Less visible than the peaks, even to most Orange County residents, is the quiet canyon-and-mountain community that has been at the base of Old Saddleback for over a century. Made up of several canyons—including Silverado, perhaps the most famous—scattered with sleepy little cottages, the community seems to have resisted the tide of overdevelopment and kitsch that has ravaged the rest of once-rural Orange County. In that way, the area represents the last of its kind—a rural stronghold in a sea of apocalyptic change.

The issues are many: environmental degradation, disappearing wildlife populations, encroaching development, and damaged ecosystems and watersheds. And these aren’t the only concerns for residents of the canyons. Other difficulties abound: landslides, flash floods, and a special brand of political entanglements. Without input from canyon dwellers, big companies and nearby city governments draw maps for future exploitation of the land. A traffic- and water-bearing tunnel connecting Riverside and Orange Counties has even been proposed to run right through historic Silverado Canyon.

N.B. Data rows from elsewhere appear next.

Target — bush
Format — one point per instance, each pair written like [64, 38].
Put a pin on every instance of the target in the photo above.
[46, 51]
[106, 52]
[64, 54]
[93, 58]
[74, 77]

In the face of these struggles, Silverado, though in many ways unchanged since its days as a mining boomtown, is today tragically threatened. But more than that, this disputed landscape represents a deeply American experience of survival and change, determination and loss. The rugged mountains with their shadowy canyons tell stories of weary prospectors, defiant Indians, and determined explorers. For people who spend their lives in the anonymous suburban landscape of Orange County, the canyons and mountains are a source of urban myth and local lore, deeply connected to the fading glory of the American West, and to the contradictory national narrative of frontier living and resource exploitation.